Batman köy ile şehir arasında kalmış bir kent.
Bazen kimliğini bulamamış diyorum.
Kimi zaman gelişmiş modern şehir havası hissi uyandırır.
Metropollerde sahip olunan imkânlara daha ucuza sahip olabiliyoruz.
Bazen de çarpık ve hızlı gelişme gösterdiği için modernlikten uzak duran bir şehir.
Sıkışırız Batman’da, boğuluruz. Alt yapı sorunları, çevre kirliliği, çocuk işçiler, dilenciler…
İşte Batman, bu ikilemleri yaşıyor yaşatıyor.
Bu şehirde en çok ne var derlerse, inşaat var derim.
Her yer inşat, boş bulunan her alan kazılıyor, temeller atılıyor, binalar dikiliyor.
Hızla büyüdü, her tarafa binalar yapıldı ve yapılmaya da devam ediliyor.
Öyle hızlı tamamlanıyor ki bazen buranın temeli ne zaman atıldı, ne zaman bitti dediğimiz oluyor.
Ama eğer çıkıp kiralık ev ararsanız etrafta kiralık ev yok. Daha da ilginci kiraların almış başını gidiyor olması. Cep yakan cinsten.
Sadece kiralar değil, evlerin dudak ısırtacak fiyatları da beni şaşırtmaya devam ediyor.
Bazen balkonlarında benim görmediğim deniz manzarasını mı görüyorlar diyorum?
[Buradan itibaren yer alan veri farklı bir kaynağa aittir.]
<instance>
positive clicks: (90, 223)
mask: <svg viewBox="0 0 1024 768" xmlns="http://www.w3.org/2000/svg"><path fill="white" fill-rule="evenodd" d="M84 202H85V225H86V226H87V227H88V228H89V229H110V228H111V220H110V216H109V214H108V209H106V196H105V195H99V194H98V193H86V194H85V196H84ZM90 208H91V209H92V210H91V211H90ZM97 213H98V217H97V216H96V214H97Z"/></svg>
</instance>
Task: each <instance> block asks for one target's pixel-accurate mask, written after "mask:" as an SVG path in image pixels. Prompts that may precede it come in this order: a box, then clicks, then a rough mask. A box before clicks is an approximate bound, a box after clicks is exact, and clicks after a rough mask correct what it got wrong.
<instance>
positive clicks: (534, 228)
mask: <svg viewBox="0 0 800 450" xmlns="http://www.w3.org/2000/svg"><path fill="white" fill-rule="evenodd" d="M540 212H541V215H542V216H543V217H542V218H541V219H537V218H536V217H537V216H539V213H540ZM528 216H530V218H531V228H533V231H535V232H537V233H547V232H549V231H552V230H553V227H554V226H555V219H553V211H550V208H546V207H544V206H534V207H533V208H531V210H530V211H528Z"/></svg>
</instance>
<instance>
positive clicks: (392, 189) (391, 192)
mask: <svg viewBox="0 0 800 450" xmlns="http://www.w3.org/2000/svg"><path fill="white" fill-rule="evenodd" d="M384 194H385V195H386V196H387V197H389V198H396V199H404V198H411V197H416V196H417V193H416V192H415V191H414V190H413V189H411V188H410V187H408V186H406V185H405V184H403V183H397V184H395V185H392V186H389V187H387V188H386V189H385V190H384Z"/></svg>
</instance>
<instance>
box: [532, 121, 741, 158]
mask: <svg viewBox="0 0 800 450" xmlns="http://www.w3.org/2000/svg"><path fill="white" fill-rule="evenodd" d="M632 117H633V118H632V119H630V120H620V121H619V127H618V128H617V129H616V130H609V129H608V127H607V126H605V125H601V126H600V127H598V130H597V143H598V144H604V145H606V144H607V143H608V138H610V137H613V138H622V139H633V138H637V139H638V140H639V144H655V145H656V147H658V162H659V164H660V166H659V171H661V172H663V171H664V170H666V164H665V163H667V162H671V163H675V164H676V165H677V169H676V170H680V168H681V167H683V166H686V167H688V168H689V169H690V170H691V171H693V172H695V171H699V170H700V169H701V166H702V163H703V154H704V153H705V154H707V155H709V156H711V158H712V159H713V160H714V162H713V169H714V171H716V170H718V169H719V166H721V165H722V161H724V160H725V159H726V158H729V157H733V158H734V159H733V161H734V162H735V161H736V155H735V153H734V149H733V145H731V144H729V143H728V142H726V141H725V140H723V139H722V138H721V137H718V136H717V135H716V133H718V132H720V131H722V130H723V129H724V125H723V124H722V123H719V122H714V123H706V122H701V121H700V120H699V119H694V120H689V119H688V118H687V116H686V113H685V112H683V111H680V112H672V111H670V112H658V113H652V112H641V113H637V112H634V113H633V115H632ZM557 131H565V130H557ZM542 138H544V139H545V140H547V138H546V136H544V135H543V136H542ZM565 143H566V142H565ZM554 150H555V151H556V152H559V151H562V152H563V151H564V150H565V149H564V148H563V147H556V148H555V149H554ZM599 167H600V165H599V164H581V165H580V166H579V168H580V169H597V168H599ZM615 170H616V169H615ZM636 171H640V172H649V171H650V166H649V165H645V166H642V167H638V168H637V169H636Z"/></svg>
Biri bana anlatsın evler Batman’ da mı satılıyor?
Elbette ki arz-talep mevzusu talebi var ki fiyatlar her gün hız kesmeden artabiliyor.
Ama böyle devam ederse inşaat sektörü tepe takla olacak.
İnsanlar ev sahibi olamayacak ya da ev sahibi olabilmek için ömür boyu kredi ödeyecek hale gelecekler.
Turgut Özal Bulvarındaki mağazaların ya da küçücük dükkânların da fiyatları, altınla yarışıyor hale geldi.
İzmir’in kordon boyu var. Bizim de Diyarbakır Caddemiz var. Yalnızca ufak bir eksiğimizle bizim denizimiz yok.
Ama kiralarımızla büyük şehirlerle yarışıyoruz merak etmeyin!
Eğer emlak fiyatları böyle devam ederse ya Batman’a bir deniz yapın ya da bu fiyatları makul bir seviyeye çekin.
Biz de neye neden bu kadar para ödediğimizi bilelim. Hoşçakalın…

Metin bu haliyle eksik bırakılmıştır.